Она с испугом выскочила в сени, включила свет, откинула крючок, и в тот же миг опахнуло кислым, помоечным запахом, как от бомжа. На пороге и впрямь стоял сын: по лицу, и то узнать трудно, отстраненный какой-то, полусонный, всклоченный, губы разбиты, возле уха кровь запеклась, а на горле рубец багровый. И одежда срамная – заляпанная краской майка, словно у маляра, штаны с рваной мотней веревочкой подвязаны. И босой...
– Откуда же ты такой красивый-то? – как бывало в юности, спросила Софья Ивановна.
С сыновьями она никогда не сюсюкала, и удивить либо разжалобить ее побитым видом было трудно.
– Посторонние в доме есть? – Он прикрыл и закрючил дверь.
– Посторонних нет, свои есть.
– Кто свои? Веронка?
– Внук Родион!
– Никакой он тебе не внук, мама! – горячо зашептал Глеб и пугливо вышел на крыльцо. – Это все самозванцы. Казанцев подсылает. Ну ты что, забыла, как он охранника Ульянки подослал?.. Ладно, пойдем на улицу...
– Ты сам-то где был? Люди приезжали, твои помощники. Тебя спрашивали, звонили...
– Потом скажу. Дай во что-нибудь переодеться.
– Вот дела так дела! – весело изумилась. – Являются сыновья и только одежку спрашивают. Тебя тоже раздели?
– Раздели, мам...
– Чудно!
Она ушла в дом и стала перебирать одежду в шкафу.

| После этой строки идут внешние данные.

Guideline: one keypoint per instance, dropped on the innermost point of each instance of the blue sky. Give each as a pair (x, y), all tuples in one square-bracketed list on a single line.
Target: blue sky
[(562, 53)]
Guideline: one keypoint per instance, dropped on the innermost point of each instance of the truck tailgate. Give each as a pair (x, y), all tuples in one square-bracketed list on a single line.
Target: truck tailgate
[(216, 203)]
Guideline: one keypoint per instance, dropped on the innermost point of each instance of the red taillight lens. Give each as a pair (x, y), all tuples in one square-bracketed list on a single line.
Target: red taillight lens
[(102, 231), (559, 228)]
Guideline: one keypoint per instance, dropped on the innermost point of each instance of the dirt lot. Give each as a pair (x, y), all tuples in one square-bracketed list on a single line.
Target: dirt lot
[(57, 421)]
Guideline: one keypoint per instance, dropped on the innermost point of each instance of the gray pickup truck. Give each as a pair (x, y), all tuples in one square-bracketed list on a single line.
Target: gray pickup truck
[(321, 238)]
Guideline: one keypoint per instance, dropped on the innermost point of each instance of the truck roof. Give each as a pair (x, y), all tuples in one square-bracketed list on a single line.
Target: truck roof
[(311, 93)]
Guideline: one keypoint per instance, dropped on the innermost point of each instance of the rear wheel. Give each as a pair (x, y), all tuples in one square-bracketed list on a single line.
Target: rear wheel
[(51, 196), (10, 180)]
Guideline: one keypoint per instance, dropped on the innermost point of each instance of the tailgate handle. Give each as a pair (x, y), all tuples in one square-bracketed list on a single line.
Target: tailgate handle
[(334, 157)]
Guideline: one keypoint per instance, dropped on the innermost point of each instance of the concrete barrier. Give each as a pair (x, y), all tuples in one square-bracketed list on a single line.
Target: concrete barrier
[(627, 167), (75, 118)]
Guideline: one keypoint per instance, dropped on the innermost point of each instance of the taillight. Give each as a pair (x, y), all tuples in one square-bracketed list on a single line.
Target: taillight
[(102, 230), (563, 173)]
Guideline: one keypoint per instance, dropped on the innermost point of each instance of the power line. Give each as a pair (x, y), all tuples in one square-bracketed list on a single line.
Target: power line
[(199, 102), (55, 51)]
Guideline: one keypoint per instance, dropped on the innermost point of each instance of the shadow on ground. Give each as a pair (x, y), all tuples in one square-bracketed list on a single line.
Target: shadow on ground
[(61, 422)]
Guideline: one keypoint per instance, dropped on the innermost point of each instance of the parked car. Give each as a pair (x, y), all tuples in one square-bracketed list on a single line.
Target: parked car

Родя высунулся из комнаты и спрашивает:
– Бабушка, это мой дядя пришел?
– Твой дядя, – вздохнула она. – Только ты сиди и на глаза ему не показывайся.
– А что так?
– Не верит, что ты внук.
Родион скрылся, а Софья Ивановна достала форменный костюм горного инженера – совсем новенький, всего однажды и надетый сыном на выпускной, и понесла Глебу. Тот уже выкупался под летним душем на огороде, сдернул простыню с веревки, завернулся и стоит, поджидает, словно привидение. Мать молча ему одежду подала и выждала на улице, пока он переоденется. Он же через несколько минут явился какой-то разочарованный и поникший.
– Посмотри, мам... Я из него не вырос...
На груди красовался синий институтский ромб, когда-то вызывающий гордость...
– Вот и хорошо, пригодился. А то висит без дела, а отдать кому, рука не поднимается.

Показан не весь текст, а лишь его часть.